Like I said in my comment to that post, I’ve been part of ace communities (multiple) for ten years now. In 2004, when I joined AVEN, it certainly wasn’t the case that there were way more resources for asexual people who do have sex than for those who don’t. Sex-positive aces felt very much NOT welcome, to the point that in (I believe?) 2007, a bunch of members of AVEN went to form their own forum specifically devoted to creating a non-judgmental space for higher-level discussions of sex, among other things (although this sort of discussion has since migrated off the site). Believe it or not, it was actually to the point where forum posts on AVEN that were about sex, especially asexual people trying to figure out healthy and positive ways to have sex, were regularly derailed with “ew, that’s so gross” and comments both implying and even outright stating that True Asexuals don’t want to have sex, ever.

So from where I’m standing, it’s a complete reversal to hear that now “indifferent” aces are treated as the default at least in some circles, even if that’s not universally true. It’s weird, yo.
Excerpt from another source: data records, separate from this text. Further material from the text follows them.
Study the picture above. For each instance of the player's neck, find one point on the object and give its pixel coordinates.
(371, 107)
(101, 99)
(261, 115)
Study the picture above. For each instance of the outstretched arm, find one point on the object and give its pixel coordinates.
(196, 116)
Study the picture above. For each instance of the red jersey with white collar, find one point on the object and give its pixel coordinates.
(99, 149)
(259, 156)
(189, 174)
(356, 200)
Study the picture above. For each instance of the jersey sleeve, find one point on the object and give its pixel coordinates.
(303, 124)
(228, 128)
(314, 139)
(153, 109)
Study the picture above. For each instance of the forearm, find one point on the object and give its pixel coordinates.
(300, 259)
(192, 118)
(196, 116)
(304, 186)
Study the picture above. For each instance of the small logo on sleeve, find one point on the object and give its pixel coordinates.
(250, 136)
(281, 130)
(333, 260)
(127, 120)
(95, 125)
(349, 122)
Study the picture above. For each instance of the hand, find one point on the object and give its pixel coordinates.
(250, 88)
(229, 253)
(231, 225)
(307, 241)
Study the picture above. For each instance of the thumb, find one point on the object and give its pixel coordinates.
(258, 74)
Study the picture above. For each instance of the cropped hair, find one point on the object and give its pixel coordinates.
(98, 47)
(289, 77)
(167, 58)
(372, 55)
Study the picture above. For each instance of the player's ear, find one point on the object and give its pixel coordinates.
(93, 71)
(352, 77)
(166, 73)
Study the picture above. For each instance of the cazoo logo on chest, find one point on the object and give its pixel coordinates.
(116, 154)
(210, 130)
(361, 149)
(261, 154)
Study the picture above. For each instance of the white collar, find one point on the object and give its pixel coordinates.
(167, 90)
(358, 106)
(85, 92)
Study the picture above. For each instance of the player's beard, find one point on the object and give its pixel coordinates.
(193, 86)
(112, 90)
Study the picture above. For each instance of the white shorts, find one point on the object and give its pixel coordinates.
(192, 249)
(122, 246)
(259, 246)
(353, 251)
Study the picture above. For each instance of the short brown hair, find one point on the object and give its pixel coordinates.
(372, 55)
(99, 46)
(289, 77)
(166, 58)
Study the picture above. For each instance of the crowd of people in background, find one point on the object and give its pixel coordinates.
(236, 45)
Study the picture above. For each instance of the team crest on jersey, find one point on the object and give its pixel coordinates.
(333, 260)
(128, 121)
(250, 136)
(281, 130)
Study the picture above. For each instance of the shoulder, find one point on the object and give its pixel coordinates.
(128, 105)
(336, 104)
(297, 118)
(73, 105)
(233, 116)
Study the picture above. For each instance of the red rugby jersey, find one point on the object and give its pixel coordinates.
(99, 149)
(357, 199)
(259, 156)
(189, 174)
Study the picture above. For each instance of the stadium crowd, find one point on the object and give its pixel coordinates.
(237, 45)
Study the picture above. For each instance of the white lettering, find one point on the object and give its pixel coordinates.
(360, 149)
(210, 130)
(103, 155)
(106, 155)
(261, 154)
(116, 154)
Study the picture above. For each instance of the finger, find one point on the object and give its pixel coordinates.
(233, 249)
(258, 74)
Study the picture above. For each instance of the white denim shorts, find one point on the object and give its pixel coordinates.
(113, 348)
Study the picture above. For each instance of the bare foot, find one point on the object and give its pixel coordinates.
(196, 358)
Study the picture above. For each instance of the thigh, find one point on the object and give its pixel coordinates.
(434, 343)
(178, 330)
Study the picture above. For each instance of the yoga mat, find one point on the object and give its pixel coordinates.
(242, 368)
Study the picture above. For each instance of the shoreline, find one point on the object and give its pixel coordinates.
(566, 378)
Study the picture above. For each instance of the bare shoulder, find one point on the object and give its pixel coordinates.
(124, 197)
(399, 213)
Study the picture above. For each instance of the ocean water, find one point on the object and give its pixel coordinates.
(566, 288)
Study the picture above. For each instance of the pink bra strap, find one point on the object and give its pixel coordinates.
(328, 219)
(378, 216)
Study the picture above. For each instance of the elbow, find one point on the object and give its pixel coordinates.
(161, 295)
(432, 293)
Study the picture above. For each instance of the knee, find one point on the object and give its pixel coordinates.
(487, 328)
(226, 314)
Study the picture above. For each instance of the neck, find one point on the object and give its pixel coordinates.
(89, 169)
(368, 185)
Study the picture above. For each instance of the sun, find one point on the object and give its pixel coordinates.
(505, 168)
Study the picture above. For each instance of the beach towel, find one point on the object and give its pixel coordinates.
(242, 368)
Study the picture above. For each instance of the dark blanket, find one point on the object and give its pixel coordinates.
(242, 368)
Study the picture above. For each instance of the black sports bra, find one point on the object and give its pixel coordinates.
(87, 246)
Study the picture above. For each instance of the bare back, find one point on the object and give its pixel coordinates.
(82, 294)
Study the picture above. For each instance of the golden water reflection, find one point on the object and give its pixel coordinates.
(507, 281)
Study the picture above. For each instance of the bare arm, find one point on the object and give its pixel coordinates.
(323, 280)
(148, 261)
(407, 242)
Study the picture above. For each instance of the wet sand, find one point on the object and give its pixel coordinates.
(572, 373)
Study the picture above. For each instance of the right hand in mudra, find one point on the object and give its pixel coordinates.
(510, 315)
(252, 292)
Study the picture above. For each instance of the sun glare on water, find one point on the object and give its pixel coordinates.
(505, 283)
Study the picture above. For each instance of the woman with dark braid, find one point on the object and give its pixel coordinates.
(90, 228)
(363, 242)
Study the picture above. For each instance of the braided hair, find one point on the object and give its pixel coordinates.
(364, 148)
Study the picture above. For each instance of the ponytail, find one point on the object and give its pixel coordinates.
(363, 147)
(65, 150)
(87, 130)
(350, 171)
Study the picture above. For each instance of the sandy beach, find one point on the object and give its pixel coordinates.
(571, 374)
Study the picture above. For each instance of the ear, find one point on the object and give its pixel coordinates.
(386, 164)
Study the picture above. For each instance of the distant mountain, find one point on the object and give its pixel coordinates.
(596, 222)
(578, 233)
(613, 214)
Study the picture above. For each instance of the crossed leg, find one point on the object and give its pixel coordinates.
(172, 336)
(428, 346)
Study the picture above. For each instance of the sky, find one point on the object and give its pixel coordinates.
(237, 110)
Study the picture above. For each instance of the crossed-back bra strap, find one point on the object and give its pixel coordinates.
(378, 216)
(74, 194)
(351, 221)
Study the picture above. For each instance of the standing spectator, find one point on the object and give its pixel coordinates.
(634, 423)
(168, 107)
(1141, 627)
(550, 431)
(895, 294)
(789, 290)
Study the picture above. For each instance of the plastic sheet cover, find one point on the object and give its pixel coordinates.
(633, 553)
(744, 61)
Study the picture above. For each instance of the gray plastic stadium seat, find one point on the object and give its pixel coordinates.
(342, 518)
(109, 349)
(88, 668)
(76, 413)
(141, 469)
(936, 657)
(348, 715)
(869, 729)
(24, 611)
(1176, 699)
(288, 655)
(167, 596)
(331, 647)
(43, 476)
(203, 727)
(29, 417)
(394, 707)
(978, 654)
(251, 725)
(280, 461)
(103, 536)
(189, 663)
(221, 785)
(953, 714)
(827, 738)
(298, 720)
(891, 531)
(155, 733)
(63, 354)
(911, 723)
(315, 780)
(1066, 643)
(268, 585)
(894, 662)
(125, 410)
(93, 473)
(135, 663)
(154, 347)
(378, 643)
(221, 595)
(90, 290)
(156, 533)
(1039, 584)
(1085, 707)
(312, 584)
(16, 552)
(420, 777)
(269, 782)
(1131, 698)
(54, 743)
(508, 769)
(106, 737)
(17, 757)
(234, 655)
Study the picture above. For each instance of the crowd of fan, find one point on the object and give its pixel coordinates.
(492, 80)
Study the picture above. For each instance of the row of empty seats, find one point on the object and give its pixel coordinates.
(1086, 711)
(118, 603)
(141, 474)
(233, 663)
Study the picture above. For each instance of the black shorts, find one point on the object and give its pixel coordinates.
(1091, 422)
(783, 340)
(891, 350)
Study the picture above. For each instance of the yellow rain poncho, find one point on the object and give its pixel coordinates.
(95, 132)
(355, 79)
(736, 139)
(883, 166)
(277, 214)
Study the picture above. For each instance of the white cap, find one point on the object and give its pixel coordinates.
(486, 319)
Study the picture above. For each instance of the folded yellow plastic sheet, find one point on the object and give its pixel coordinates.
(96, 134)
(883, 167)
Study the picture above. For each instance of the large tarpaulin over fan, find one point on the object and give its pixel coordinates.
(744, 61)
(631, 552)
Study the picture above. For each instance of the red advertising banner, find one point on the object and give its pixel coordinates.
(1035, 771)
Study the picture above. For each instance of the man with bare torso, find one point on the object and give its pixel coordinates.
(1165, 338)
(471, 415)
And it’s fucked up. 100% stupid.

Do not ever go around saying that people who don’t want to have sex because they feel repulsed/averse to it should go to therapy to “fix” that so that they can have sex. Having sex is not a universal goal. If you have aversion and you want to work through it, then okay! Go work through it! But don’t assume that other people have the same goals as you. They don’t and shouldn’t. Putting that sort of pressure on people is completely inappropriate and harmful in many ways, not to mention counterproductive because it is more likely to increase feelings of aversion that decrease them.

And DON’T think that just because I write resources for asexual people who want to have sex, that I am somehow implying that all asexual people should want to have sex. I didn’t think that was something that I should have to say, but apparently it is.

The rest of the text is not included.